A common theme found in the table of the mentioned topics, Nike and Olympics, is that both are closely mentioned together. Common phrases ask about what will be introduced and worn during the 2024 Paris Olympics. The most common phrases mostly talks about what the women will be wearing besides the men’s track kits.
| Mentions of the topic | ||
| Topic | Count | Percent |
|---|---|---|
| 0 | 2405 | 43.9 |
| 1 | 3074 | 56.1 |
# Load packages
if (!require("tidyverse")) install.packages("tidyverse")
if (!require("tidytext")) install.packages("tidytext")
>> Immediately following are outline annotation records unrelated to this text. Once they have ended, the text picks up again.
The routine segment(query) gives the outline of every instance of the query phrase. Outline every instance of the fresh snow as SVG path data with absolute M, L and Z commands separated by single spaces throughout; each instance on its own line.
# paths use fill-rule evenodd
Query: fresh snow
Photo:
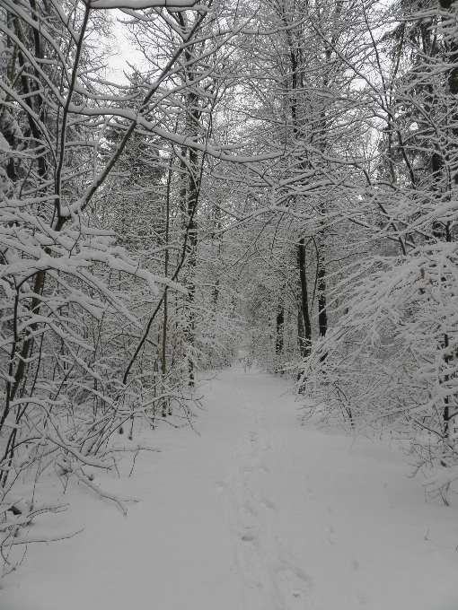
M 301 426 L 287 384 L 240 365 L 205 388 L 194 423 L 135 439 L 161 449 L 103 488 L 127 516 L 49 476 L 70 508 L 31 534 L 2 610 L 456 610 L 458 509 L 408 478 L 394 441 Z M 96 478 L 95 483 L 101 483 Z M 52 498 L 50 497 L 52 496 Z

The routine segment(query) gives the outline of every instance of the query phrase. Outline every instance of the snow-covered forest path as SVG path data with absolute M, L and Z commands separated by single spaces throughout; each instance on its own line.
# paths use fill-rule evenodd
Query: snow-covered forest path
M 127 517 L 70 484 L 48 522 L 84 530 L 31 545 L 0 608 L 456 610 L 456 509 L 425 501 L 394 445 L 301 426 L 286 388 L 218 373 L 198 434 L 164 425 L 161 453 L 104 481 L 141 499 Z

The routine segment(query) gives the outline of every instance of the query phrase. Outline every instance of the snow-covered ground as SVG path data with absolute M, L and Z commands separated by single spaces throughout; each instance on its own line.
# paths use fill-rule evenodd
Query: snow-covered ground
M 427 499 L 394 443 L 301 426 L 286 389 L 233 366 L 198 434 L 142 432 L 161 453 L 103 482 L 140 499 L 127 517 L 70 483 L 33 527 L 84 531 L 30 545 L 1 610 L 457 610 L 456 504 Z

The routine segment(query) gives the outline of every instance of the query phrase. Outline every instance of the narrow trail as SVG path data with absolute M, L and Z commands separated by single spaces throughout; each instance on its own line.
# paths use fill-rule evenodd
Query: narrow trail
M 311 601 L 313 580 L 278 540 L 277 506 L 269 499 L 269 455 L 282 449 L 274 434 L 270 413 L 264 408 L 271 400 L 264 388 L 260 396 L 255 378 L 244 378 L 233 389 L 232 399 L 241 410 L 242 430 L 235 450 L 235 467 L 216 484 L 222 509 L 236 548 L 237 563 L 250 587 L 259 591 L 262 607 L 296 610 Z
M 141 431 L 161 453 L 101 481 L 140 499 L 127 517 L 49 483 L 70 508 L 48 527 L 84 531 L 31 545 L 0 610 L 457 610 L 456 508 L 426 502 L 394 446 L 301 426 L 286 389 L 237 363 L 198 433 Z

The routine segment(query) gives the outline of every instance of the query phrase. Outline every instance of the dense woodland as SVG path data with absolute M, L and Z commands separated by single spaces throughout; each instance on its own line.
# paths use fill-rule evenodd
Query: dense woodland
M 301 418 L 458 478 L 458 4 L 169 4 L 0 0 L 6 560 L 62 508 L 24 476 L 103 495 L 241 346 Z

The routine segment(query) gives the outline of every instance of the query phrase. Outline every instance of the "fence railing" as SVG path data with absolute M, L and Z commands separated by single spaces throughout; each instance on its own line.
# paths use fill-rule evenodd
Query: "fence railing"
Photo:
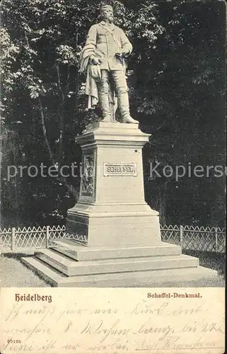
M 183 249 L 224 253 L 226 229 L 182 225 L 161 227 L 162 241 L 182 246 Z M 86 243 L 84 236 L 66 232 L 64 226 L 0 229 L 0 251 L 19 252 L 25 249 L 49 248 L 54 241 L 74 239 Z

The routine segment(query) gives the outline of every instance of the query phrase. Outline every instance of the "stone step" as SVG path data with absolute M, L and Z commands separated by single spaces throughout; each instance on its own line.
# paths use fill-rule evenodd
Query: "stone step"
M 160 269 L 147 271 L 127 272 L 90 275 L 66 277 L 57 270 L 52 270 L 48 264 L 35 257 L 23 257 L 23 262 L 35 270 L 42 278 L 56 287 L 163 287 L 165 282 L 196 281 L 201 279 L 213 279 L 218 275 L 216 270 L 204 267 L 190 268 Z
M 37 258 L 44 261 L 68 276 L 190 268 L 199 266 L 198 258 L 186 255 L 100 259 L 78 262 L 73 261 L 65 255 L 62 255 L 50 249 L 46 249 L 37 253 Z
M 164 242 L 151 246 L 128 247 L 85 247 L 76 242 L 64 239 L 55 241 L 56 246 L 52 247 L 57 252 L 76 261 L 91 261 L 120 258 L 137 258 L 160 256 L 177 256 L 181 254 L 180 246 Z

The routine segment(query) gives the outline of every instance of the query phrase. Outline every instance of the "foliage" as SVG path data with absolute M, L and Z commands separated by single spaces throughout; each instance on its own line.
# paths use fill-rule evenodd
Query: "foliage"
M 148 174 L 149 161 L 173 167 L 224 163 L 222 1 L 3 1 L 3 212 L 16 211 L 23 222 L 64 222 L 76 200 L 79 178 L 40 173 L 8 181 L 6 173 L 8 165 L 43 163 L 57 171 L 72 162 L 79 165 L 74 137 L 99 119 L 99 112 L 85 111 L 78 56 L 103 3 L 114 6 L 116 24 L 134 46 L 128 63 L 132 112 L 152 133 L 144 150 L 148 202 L 161 211 L 163 222 L 221 222 L 223 180 L 211 176 L 176 183 Z

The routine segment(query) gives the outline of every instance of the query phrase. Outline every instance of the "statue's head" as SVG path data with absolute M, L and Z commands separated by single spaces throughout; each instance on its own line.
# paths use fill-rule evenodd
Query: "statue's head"
M 103 5 L 100 8 L 100 16 L 102 20 L 112 22 L 114 19 L 112 7 L 110 5 Z

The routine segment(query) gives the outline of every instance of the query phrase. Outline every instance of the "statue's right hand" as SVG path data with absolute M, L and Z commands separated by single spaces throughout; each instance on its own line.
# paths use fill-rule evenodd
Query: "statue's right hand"
M 92 64 L 93 64 L 94 65 L 100 65 L 100 59 L 97 59 L 97 58 L 93 58 L 92 59 Z

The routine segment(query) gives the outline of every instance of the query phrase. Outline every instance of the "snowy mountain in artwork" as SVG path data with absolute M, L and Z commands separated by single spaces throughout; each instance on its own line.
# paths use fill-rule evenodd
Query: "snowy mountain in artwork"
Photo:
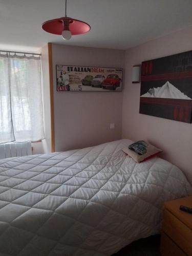
M 141 97 L 150 98 L 164 98 L 167 99 L 191 99 L 181 91 L 167 81 L 161 87 L 151 88 Z

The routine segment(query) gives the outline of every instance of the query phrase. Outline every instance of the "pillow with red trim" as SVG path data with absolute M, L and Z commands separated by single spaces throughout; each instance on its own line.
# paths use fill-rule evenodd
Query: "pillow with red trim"
M 162 152 L 162 150 L 144 140 L 139 140 L 131 144 L 127 147 L 124 147 L 122 151 L 137 163 L 154 157 Z

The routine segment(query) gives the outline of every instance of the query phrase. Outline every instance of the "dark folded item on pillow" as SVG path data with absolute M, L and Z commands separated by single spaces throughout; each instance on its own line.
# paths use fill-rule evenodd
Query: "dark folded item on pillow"
M 134 142 L 128 147 L 124 147 L 122 151 L 137 163 L 154 157 L 162 152 L 162 150 L 144 140 Z

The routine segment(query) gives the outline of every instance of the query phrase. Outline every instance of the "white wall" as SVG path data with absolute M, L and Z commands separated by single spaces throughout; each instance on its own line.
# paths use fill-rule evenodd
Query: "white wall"
M 123 68 L 125 51 L 52 45 L 55 151 L 121 137 L 122 93 L 57 92 L 56 65 Z M 110 123 L 115 124 L 110 130 Z

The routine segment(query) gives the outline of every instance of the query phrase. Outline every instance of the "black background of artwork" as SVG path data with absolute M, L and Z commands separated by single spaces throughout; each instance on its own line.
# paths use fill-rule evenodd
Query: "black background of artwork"
M 192 51 L 163 57 L 151 61 L 153 62 L 151 75 L 187 71 L 192 70 Z M 143 61 L 143 63 L 148 61 Z

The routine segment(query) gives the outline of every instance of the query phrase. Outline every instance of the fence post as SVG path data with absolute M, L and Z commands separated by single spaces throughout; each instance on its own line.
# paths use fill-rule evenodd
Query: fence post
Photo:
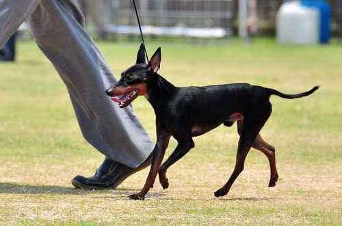
M 247 39 L 248 36 L 248 0 L 239 0 L 239 36 L 244 39 Z

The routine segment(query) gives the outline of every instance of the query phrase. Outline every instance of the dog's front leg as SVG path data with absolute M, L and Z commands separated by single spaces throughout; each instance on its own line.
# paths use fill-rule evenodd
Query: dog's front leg
M 150 188 L 153 187 L 153 184 L 155 183 L 155 178 L 158 173 L 158 169 L 161 164 L 165 151 L 166 148 L 168 148 L 170 138 L 171 137 L 168 132 L 161 130 L 160 129 L 157 129 L 157 143 L 153 150 L 153 158 L 152 160 L 150 173 L 148 173 L 145 185 L 142 190 L 137 194 L 129 196 L 129 198 L 131 199 L 144 200 L 145 195 L 148 192 Z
if (!require("plotly")) install.packages("plotly")
if (!require("gtExtras")) install.packages("gtExtras")
library(tidyverse)
library(tidytext)
library(gtExtras)
library(plotly)
library(lubridate)
# Read the data
mydata <- read.csv("https://raw.githubusercontent.com/drkblake/Data/main/NikeUniforms.csv")
# Counting posts about 2024 Olympics Nike Uniforms
tidy_text <- mydata %>%
unnest_tokens(word,Full.Text) %>%
count(word, sort = TRUE)
# Deleting standard stop words
data("stop_words")
tidy_text <- tidy_text %>%
anti_join(stop_words)
# Deleting custom stop words
my_stopwords <- tibble(word = c("https",
"t.co",
"rt"))
tidy_text <- tidy_text %>%
anti_join(my_stopwords)
head(tidy_text, 25)
searchterms <- "nike|olympics"
mydata$Topic <- ifelse(grepl(searchterms,
mydata$Full.Text,
ignore.case = TRUE),1,0)
Topic <- mydata %>%
group_by(Topic) %>%
summarize(
Count = n(),
Percent = round(n() / nrow(mydata) * 100, 1)
)
TopicTable <- gt(Topic) %>%
tab_header("Mentions of the topic") %>%
cols_align(align = "left") %>%
gt_theme_538
TopicTable
# Counting phrases
# Extract phrases to a "tidy_phrases" data frame
tidy_phrases <- mydata %>%
unnest_tokens(phrase,Full.Text,token="ngrams", n=3) %>%
count(phrase, sort = TRUE)
# Delete custom stop words
my_stopphrases <- tibble(phrase = c("be worn by",
"at the 2024",
"field team at",
"nike kits that",
"olympics in paris"))
tidy_phrases <- tidy_phrases %>%
anti_join(my_stopphrases)
head(tidy_phrases, n=25)